CCCS figures shed an interesting light on the underlying problems that can lead people to the need to use an IVA (Individual Voluntary Arrangement). Anyone who is regularly disturbed by common misconceptions about how serious debt problems emerge will find that the CCCS figure confirm their views. The types of debt problem that can lead to the need for an IVA are generally rooted in events beyond the control of the individual concerned.
First and foremost amongst the causes of debt problems is the loss of work. Unemployment is reckoned by CCCS to be the main factor for a quarter of the people that contact them. As an individual voluntary arrangement requires a monthly contribution it’s unlikely that an IVA will work for someone who is currently unemployed but other options do exist. It’s more likely that someone finding their way back into work will qualify for an IVA if their previous debts remain unaffordable.
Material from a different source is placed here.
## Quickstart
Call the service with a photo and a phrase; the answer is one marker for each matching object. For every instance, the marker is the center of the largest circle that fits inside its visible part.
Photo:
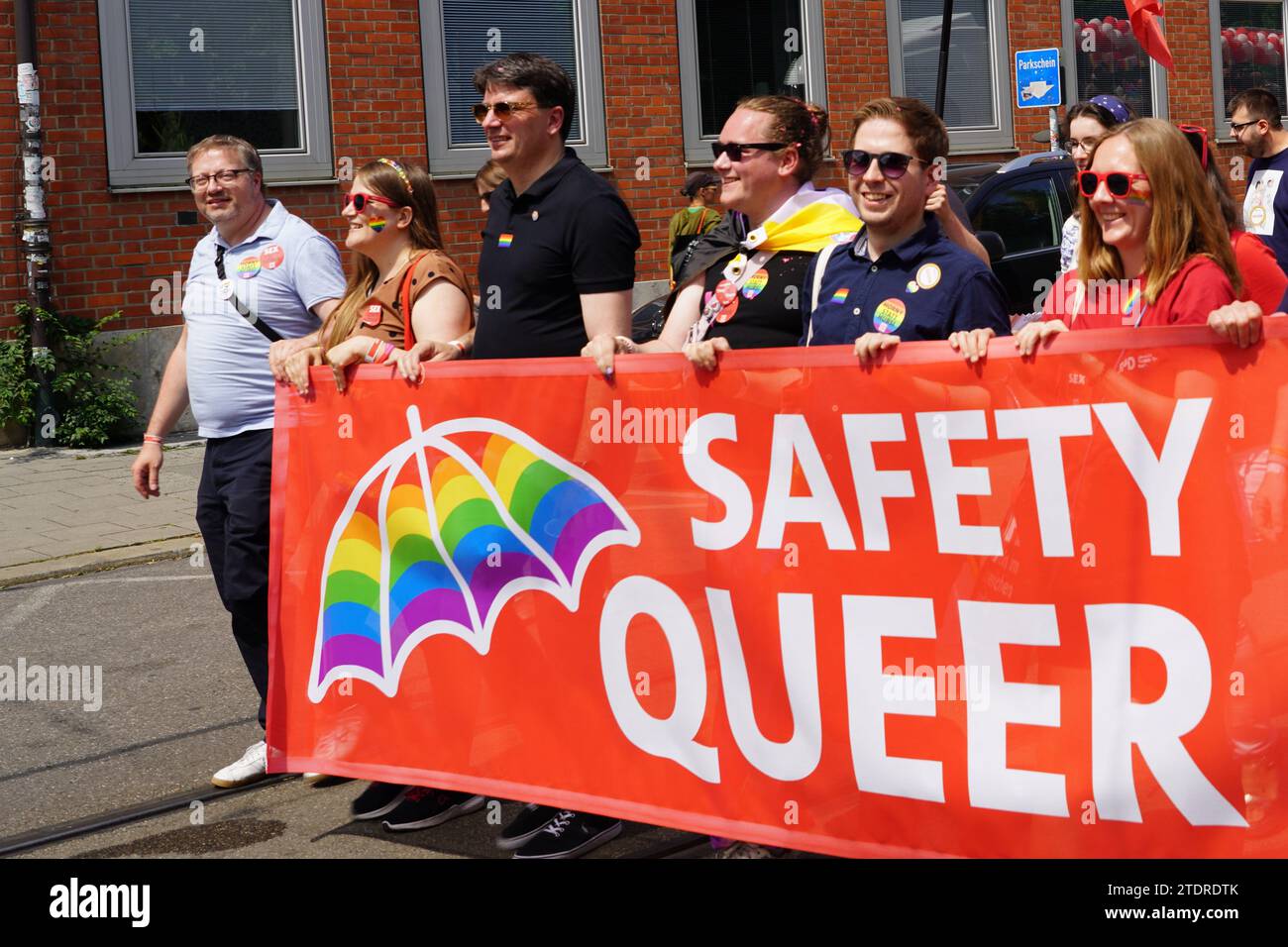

Almost another quarter of those reported by CCCS have suffered from a reduced income that has rendered them either unable to repay their debts or using additional credit to plug a gap between their income and their expenditure. IVA advisers have spoken to thousands of people in recent years that have had their salary reduced, lost their overtime, or who have seen their bonuses scaled back. Even if debt repayments aren’t affordable an individual voluntary arrangement may be helpful provided that some money can be paid each month into an IVA.
10% of debt problems stem from over-commitment with a further 5% suffering from a lack of budgeting skills when it was required. Classically this is the type of scenario that an IVA deals with. People have borrowed money but simply cannot keep up with the full repayments any more. They can pay towards their debts, but not enough. An IVA is often an ideal compromise in such a situation with creditors often accepting that the full debt amount cannot be repaid. An individual voluntary arrangement recreates the link between income and budgeted expenditure which means an IVA that deal with the old problem without risking a new one.
Almost 10% of debt problems arise from separation. If there have been joint debts such a situation can be especially fraught as each party is joint and severally liable. Where one party goes ahead with an IVA, the other is likely to be lumbered with the full repayments on joint debts. This can create a domino effect where the other party then needs to look at options like an IVA also.
Nearly 10% of people also struggle with debt following their experiencing illness or injury. While continuing to suffer in this way, without a full income, it’s likely that an IVA will not be the answer. This is because an IVA payment usually needs to be made each month after other essentials have already been prioritised and paid. However, an individual voluntary arrangement may be helpful once someone is recovered and back in work.
The key point behind these statistics is that there is an answer for every debt problem, no matter what the causes or current circumstances are. An IVA is one option, but alternatives to an IVA are numerous and include debt management plans, debt relief orders, bankruptcy, budgeting or refinancing of secured debt on assets. Any good debt or IVA adviser will be able to help you find a solution (and more often a choice of solutions) so there is little point in struggling on without assistance.